Expectations of Isenberg Students in the Campus Recruiting Process

Just as our employer partners are required to adhere to specific standards of behavior during the on-campus recruiting process, so are all Isenberg students. In order to maintain productive and high-quality relationships with employers, students are expected to follow the "Playing Fair...Your Rights & Responsibilities as a Job Seeker" guidelines published by the National Association of Colleges and Employers.  These guidelines are outlined below:


1. Provide accurate information about your academic work and records, including courses taken, grades, positions held, and duties performed.

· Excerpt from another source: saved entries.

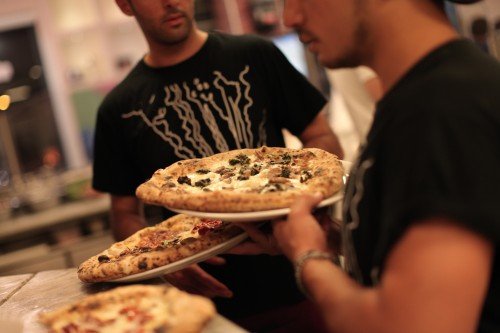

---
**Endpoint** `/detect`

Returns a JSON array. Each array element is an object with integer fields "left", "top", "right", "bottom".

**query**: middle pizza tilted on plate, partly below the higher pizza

[{"left": 78, "top": 214, "right": 243, "bottom": 282}]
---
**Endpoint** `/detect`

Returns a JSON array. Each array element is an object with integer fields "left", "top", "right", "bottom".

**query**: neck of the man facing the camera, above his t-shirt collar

[{"left": 144, "top": 28, "right": 208, "bottom": 67}]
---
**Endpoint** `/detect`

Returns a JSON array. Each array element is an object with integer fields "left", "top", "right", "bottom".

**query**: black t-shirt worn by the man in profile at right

[{"left": 344, "top": 40, "right": 500, "bottom": 332}]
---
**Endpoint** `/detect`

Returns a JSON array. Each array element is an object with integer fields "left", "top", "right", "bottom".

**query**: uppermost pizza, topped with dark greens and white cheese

[{"left": 136, "top": 147, "right": 344, "bottom": 213}]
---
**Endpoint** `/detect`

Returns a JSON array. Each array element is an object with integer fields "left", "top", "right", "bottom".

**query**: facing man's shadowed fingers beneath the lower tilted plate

[{"left": 165, "top": 265, "right": 233, "bottom": 298}]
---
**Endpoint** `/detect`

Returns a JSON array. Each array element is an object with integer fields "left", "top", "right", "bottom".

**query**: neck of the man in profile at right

[{"left": 367, "top": 0, "right": 458, "bottom": 93}]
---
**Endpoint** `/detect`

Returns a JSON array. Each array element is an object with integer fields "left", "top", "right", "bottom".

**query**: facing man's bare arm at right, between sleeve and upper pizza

[{"left": 299, "top": 111, "right": 344, "bottom": 159}]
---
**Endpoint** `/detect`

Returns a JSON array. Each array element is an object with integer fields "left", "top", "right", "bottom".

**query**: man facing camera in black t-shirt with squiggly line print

[{"left": 93, "top": 0, "right": 342, "bottom": 326}]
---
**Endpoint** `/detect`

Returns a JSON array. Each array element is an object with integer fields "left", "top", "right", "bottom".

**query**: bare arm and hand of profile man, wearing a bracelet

You can, however, refuse to provide an employer with specific information about any job offers you may have received from other employers. You do not have to name the organizations that have made you offers, nor do you have to provide specific information about what salaries you've discussed with those organizations. Instead, you can give broad responses to such questions, naming types of employers--"I've interviewed with employers in the retail industry"--and offering salary ranges rather than specific dollar amounts-"The salary offers I've received have been in the $25,000 to $30,000 range." Incidentally, it's in your best interest to research salaries and to let employers know that you have done so.

2. Be honest.

Conduct your job search with honesty and integrity. Do not lie or stretch the truth on your resume, applications, or during any part of the interview process.

3. Interview genuinely.

Interview only with employers you're sincerely interested in working for and whose eligibility requirements you meet. "Practice" interviewing is misleading to employers--wasting both their time and money-and prevents sincerely interested candidates from using those interview slots.

4. Adhere to schedules.

Appear for all interviews, on campus and elsewhere, unless unforeseeable events prevent you from doing so. And, if you can't make the interview because of an unforeseeable event, notify your career center or the employer at the earliest possible moment.

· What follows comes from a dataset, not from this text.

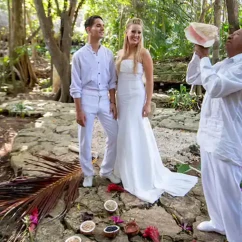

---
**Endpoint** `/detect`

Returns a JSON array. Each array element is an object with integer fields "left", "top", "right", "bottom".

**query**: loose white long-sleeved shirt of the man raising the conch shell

[{"left": 187, "top": 54, "right": 242, "bottom": 166}]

5. Don't keep employers hanging.

Communicate your acceptance or refusal of a job offer to employers as promptly as possible, so they can notify other candidates that they are still being considered or that the position is filled.

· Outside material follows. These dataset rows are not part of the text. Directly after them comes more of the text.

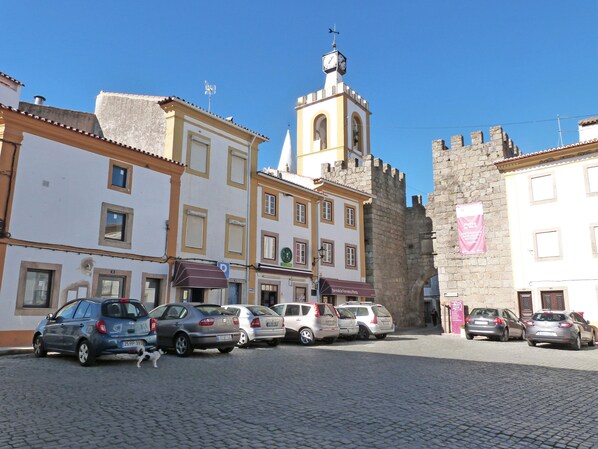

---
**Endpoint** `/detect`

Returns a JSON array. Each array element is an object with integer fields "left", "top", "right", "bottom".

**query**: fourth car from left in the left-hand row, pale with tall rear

[{"left": 271, "top": 302, "right": 339, "bottom": 345}]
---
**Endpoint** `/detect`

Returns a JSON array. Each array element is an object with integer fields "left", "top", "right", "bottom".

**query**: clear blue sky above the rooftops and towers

[{"left": 0, "top": 0, "right": 598, "bottom": 205}]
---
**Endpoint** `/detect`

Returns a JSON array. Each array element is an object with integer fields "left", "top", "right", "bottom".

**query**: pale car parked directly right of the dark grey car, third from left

[{"left": 222, "top": 304, "right": 285, "bottom": 348}]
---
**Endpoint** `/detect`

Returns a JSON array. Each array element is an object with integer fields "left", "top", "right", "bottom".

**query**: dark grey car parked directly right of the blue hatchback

[{"left": 150, "top": 302, "right": 241, "bottom": 357}]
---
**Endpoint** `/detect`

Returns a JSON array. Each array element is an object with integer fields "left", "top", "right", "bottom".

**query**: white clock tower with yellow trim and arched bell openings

[{"left": 295, "top": 43, "right": 370, "bottom": 178}]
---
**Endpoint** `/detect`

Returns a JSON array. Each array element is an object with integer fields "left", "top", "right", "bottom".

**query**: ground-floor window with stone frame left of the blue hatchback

[{"left": 15, "top": 261, "right": 62, "bottom": 315}]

6. Accept a job offer in good faith.

When you an accept an offer, you should have every intention of honoring that commitment. Accepting an offer only as a precautionary measure is misleading to the employer and may restrict opportunities for others who are genuinely interested in that employer.

7. Withdraw from recruiting when your job search is completed.

If you accept an offer or decide that full-time graduate or professional studies are for you, notify your career center and withdraw from the on-campus recruiting process immediately. And, let employers that are actively considering you for a job know that you are now out of the running. By informing everyone that you've got a job or are headed to graduate school, you not only get the chance to brag but also to help your friends who are trying to get on interview schedules or who are being considered for positions.

8. Claim fair reimbursement.

If an employer has agreed to reimburse you for expenses you incur in its recruitment process, your request should be only for reasonable and legitimate expenses.

9. Obtain the career information you need to make an informed choice about your future.

It's up to you to acquire the information about career opportunities, organizations, and any other information that might influence your decisions about an employing organization.